Wie McMurdo gesagt hatte, war das Haus, in dem er wohnte, abgeschieden und für das geplante Verbrechen ganz besonders geeignet. Es lag am Rande der Stadt, ziemlich weit von der Straße ab. In jedem anderen Fall würden die Verschwörer, wie es sonst ihre Art war, einfach ihren Mann gestellt und niedergeschossen haben. Aber in diesem Fall war es äußerst wichtig zu erfahren, wieviel er bereits wußte, woher er es wußte, und welche seiner Erkundungen er an seine Auftraggeber weitergegeben hatte.

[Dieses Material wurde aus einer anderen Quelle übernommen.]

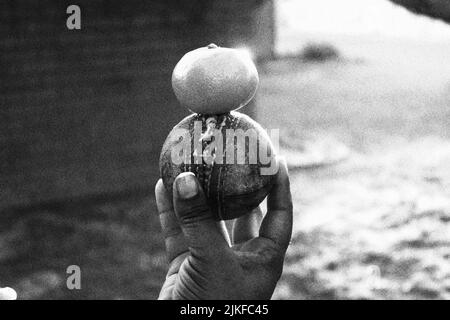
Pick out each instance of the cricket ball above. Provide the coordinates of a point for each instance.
(231, 156)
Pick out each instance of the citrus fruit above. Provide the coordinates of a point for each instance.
(214, 80)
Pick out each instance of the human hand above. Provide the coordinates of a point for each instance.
(7, 294)
(203, 264)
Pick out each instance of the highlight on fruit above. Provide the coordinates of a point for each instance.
(214, 80)
(232, 156)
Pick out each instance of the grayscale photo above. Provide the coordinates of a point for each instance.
(244, 151)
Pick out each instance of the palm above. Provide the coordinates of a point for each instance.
(251, 268)
(206, 264)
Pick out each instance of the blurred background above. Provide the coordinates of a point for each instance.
(360, 89)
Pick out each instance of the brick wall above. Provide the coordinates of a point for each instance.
(85, 112)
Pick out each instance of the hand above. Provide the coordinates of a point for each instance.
(7, 294)
(203, 263)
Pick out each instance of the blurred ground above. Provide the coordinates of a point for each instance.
(374, 226)
(377, 225)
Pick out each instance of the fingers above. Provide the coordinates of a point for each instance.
(247, 227)
(277, 224)
(202, 232)
(8, 294)
(174, 238)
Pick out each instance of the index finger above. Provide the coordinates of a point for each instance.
(277, 224)
(174, 238)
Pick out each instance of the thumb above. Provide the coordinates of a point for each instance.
(202, 232)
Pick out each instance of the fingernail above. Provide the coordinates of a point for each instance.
(187, 185)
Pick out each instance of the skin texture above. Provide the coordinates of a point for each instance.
(7, 294)
(205, 262)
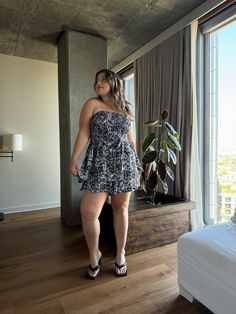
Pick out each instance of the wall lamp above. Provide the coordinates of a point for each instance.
(10, 144)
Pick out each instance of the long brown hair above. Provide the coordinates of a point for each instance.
(116, 91)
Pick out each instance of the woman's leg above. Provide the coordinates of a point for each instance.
(120, 204)
(90, 208)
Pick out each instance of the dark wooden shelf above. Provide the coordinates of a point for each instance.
(149, 225)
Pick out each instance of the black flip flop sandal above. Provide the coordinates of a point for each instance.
(119, 267)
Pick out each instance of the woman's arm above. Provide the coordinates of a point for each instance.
(83, 135)
(131, 138)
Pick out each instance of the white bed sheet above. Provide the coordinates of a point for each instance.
(207, 266)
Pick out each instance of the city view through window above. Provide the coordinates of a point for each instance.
(225, 121)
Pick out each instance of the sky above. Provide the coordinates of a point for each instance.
(227, 88)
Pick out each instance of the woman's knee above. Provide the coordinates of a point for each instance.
(88, 213)
(120, 209)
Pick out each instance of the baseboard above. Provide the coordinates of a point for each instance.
(26, 208)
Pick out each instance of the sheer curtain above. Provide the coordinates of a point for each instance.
(196, 185)
(163, 81)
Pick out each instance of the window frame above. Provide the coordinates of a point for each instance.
(203, 66)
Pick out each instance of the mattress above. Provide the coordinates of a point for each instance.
(207, 267)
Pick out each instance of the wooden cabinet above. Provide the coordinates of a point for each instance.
(149, 225)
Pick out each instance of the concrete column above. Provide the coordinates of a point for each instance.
(80, 56)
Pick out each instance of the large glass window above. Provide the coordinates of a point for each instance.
(219, 162)
(128, 81)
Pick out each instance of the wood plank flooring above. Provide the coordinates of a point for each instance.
(42, 267)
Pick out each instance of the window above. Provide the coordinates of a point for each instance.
(219, 147)
(128, 81)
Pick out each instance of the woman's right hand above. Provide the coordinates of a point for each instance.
(74, 168)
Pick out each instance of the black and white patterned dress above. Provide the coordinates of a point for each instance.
(110, 164)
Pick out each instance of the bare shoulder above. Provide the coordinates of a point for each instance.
(91, 104)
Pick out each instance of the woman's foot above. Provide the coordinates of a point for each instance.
(94, 271)
(121, 270)
(121, 266)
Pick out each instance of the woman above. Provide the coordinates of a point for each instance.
(110, 166)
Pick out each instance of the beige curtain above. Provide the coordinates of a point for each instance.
(163, 81)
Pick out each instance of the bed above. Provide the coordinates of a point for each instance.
(207, 267)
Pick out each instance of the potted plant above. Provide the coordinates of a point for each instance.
(159, 151)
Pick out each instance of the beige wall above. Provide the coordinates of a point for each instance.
(29, 106)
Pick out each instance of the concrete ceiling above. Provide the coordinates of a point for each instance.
(30, 28)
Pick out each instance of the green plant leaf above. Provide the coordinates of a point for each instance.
(170, 173)
(170, 128)
(153, 123)
(149, 157)
(152, 181)
(164, 115)
(171, 156)
(161, 167)
(164, 186)
(148, 169)
(148, 141)
(173, 141)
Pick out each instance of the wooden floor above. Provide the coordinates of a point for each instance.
(43, 264)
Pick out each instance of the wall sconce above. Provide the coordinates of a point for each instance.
(11, 143)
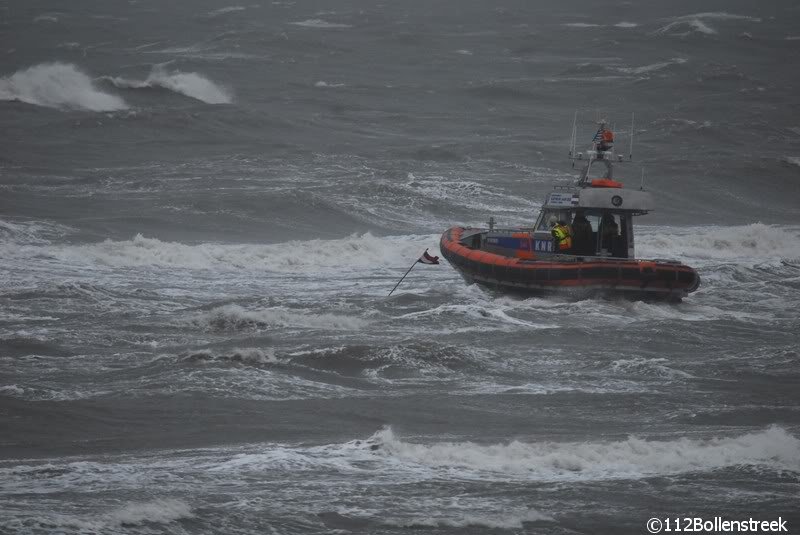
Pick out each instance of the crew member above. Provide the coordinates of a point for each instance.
(562, 237)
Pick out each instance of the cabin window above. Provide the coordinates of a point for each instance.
(559, 215)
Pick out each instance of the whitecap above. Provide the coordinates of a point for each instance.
(238, 317)
(630, 458)
(157, 511)
(190, 84)
(319, 23)
(58, 85)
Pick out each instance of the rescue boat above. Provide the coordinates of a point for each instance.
(597, 258)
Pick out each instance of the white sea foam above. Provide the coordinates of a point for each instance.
(191, 84)
(226, 10)
(237, 317)
(747, 245)
(509, 520)
(58, 85)
(319, 23)
(696, 23)
(248, 355)
(645, 69)
(773, 448)
(156, 511)
(323, 83)
(12, 390)
(356, 251)
(47, 17)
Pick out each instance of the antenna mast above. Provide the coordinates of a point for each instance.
(574, 135)
(630, 151)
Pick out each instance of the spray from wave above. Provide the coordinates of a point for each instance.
(58, 85)
(157, 512)
(774, 448)
(190, 84)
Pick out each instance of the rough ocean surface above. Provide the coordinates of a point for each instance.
(203, 206)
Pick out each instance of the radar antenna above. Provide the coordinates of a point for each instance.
(630, 151)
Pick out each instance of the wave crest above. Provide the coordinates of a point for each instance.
(190, 84)
(58, 85)
(630, 458)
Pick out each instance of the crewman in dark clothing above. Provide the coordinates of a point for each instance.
(582, 235)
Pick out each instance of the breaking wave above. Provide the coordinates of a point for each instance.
(359, 251)
(697, 23)
(319, 23)
(58, 85)
(190, 84)
(748, 245)
(773, 448)
(157, 511)
(236, 317)
(249, 355)
(505, 521)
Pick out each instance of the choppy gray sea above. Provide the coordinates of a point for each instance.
(203, 205)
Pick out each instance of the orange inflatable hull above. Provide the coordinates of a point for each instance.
(646, 279)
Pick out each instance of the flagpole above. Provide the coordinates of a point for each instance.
(403, 277)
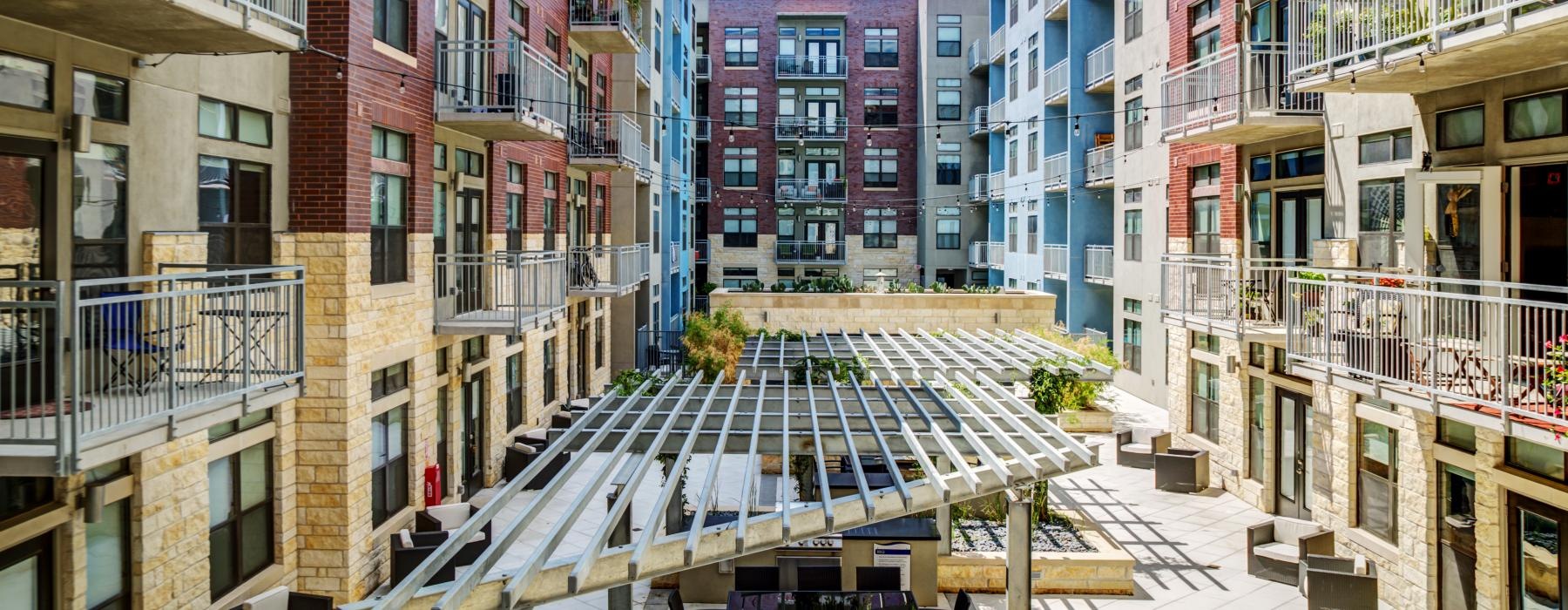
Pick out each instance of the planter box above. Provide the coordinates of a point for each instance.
(1105, 571)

Möglicherweise war es schon zu spät und seine Arbeit bereits getan. In diesem Fall konnten sie nur noch Rache an ihm nehmen. Sie hofften indessen, daß dem Detektiv noch nichts von größerer Wichtigkeit zur Kenntnis gelangt war, sonst würde er, wie sie annahmen, sich nicht die Mühe genommen haben, so belanglose Mitteilungen, wie McMurdo sie ihm gemacht hatte, niederzuschreiben und in Chiffre weiter zu telegraphieren. Alles dies würden sie von dem Manne selbst hören. Wenn er einmal in ihrer Gewalt war, würden sie Mittel und Wege finden, ihn zum Sprechen zu bringen. Es war nicht das erstemal, daß sie einen widerspenstigen Zeugen zum Reden brachten.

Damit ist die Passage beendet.